Sad, both of you. Yoo subverts the constitution at the behest of the Bush/Cheney inner circle, crosses out the fourth Amendment, and yet you think Obama's minister is THE story? If that is your true belief , you are in the wrong profession. I want to scream when I hear village stenographers shill instead of reporting. The entire MSM is a disgrace.
Greenwald is right. The trivial have governed our election and news cycles. John Yoo's legal memo suggesting an omnipotent president who can torture children if he considers it necessary is a crime in itself. This is a major threat to American Democracy. A press that prefers Obama's alleged sissy bowling has totally failed to act as a check on government and is a tabloid medium that should have little protection under the law.
That Megan chose to defend the press in this instance speaks volumes to her lack of judgement. Truly pathetic.
BTW - I didn't know Megan's dad was named "Olaf."
[blockquote]If there were a millions-deep wellspring of interest in the topic, some enterprising publication would already have tapped it dry.[/blockquote]
This sounds like thinly veiled free market fundamentalism to me. Certainly, there can be nothing wrong with the for-profit mainstream media outlets, because they are finely tuned profit-making machines that respond perfectly to market forces. Therefore, if there is any notable lapse in coverage of important issues, it cannot be because of some dereliction of duty (at worst) or flawed editorial decisions (at best), but rather is simply and purely due to lack of market demand, public interest.
But how do you account for the observable fact that in order to care about something, people must have heard about it in the first place? Does that not mean the media bear some responsibility for putting out not just what they think people want to hear about, but what they should hear about as well?
I see that all the Gleenwald fans have stopped their fawning worship of the Sockpuppet King long enough to run over here and defend their Lord and Master's reputation.
Hint: Just because you're dazzled by Gleen's rambling prose doesn't mean that (1) he's actually correct, or (2) that everyone else feels that way.
But by all means, get it all off your chests... put us ignorant conservatives and libertarians in our place and then you can pat yourselves on the back and triumphantly return to the echo chamber.
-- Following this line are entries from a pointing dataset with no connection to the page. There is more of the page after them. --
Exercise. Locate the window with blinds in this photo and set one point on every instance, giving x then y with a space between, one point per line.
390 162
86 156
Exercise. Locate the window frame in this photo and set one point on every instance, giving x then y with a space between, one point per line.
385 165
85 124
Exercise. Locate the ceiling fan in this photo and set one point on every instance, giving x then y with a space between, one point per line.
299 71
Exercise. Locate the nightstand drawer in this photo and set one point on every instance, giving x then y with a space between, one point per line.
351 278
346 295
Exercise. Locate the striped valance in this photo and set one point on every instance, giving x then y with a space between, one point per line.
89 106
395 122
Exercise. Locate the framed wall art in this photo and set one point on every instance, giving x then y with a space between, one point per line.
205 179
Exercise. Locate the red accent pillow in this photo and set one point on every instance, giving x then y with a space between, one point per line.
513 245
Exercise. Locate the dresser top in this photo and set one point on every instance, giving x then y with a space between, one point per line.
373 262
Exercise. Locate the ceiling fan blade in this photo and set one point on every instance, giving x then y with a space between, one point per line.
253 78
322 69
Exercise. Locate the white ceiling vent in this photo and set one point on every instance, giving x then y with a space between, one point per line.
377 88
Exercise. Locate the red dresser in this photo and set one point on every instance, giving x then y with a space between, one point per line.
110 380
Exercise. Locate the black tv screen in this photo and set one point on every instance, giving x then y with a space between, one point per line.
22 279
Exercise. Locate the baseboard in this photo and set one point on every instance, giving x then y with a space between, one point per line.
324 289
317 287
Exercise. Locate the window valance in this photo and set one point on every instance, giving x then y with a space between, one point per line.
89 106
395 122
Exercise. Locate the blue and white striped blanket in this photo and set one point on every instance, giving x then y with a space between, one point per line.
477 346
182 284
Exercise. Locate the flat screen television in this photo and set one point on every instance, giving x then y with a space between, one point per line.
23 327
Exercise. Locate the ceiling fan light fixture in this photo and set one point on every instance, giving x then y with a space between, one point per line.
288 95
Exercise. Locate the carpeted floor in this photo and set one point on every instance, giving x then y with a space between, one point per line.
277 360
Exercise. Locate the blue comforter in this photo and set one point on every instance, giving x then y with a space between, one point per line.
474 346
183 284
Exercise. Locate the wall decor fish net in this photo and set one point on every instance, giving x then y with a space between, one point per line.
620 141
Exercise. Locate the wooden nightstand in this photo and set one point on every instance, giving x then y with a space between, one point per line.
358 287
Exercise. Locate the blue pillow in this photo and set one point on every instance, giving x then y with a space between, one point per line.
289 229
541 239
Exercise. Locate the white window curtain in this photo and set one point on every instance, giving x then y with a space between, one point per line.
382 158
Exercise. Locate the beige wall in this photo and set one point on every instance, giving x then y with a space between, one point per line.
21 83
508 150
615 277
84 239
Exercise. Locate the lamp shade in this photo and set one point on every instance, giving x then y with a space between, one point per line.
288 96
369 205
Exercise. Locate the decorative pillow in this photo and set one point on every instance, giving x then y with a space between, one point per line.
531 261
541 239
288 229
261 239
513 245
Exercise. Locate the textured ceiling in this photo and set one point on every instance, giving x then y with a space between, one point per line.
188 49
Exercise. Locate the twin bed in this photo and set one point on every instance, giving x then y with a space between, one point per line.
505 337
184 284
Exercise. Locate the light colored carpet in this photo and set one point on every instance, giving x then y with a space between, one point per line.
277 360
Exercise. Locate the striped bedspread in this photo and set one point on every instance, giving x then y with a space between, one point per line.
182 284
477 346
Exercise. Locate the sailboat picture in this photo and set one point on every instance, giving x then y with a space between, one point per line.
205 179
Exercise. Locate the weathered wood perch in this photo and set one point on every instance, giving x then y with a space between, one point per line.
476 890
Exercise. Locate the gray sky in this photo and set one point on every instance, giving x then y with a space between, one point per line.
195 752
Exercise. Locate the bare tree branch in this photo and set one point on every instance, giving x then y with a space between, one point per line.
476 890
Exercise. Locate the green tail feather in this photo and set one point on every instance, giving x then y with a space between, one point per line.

That Gleen says what most of you were already thinking is a better indication of your disturbed state of mind than anything that I or anyone else can say.
And no, I don't care what you think.
"And no, I don't care what you think."
Rupublican "thinking" in a nutshell.
Thanks Dave in SoCal - you and Megan are obviously made for each other!
"And no, I don't care what you think."
Republican "thinking" in a nutshell.
Thanks Dave in SoCal - you and Megan are obviously made for each other!
What a marvelous case of inadvertent self-description in the case of Ms. McArdle. Her self-immolation is made even more enjoyable by her post's blithely ignorant demonstration of Greenwald's assessment.
A final note to the sadly over-matched Ms. McArdle: circular logic convinces only idiots.
Rob Lyman, you may cease your heart-rending bleatings about reading 81 pages of allegedly "anodyne boiler plate."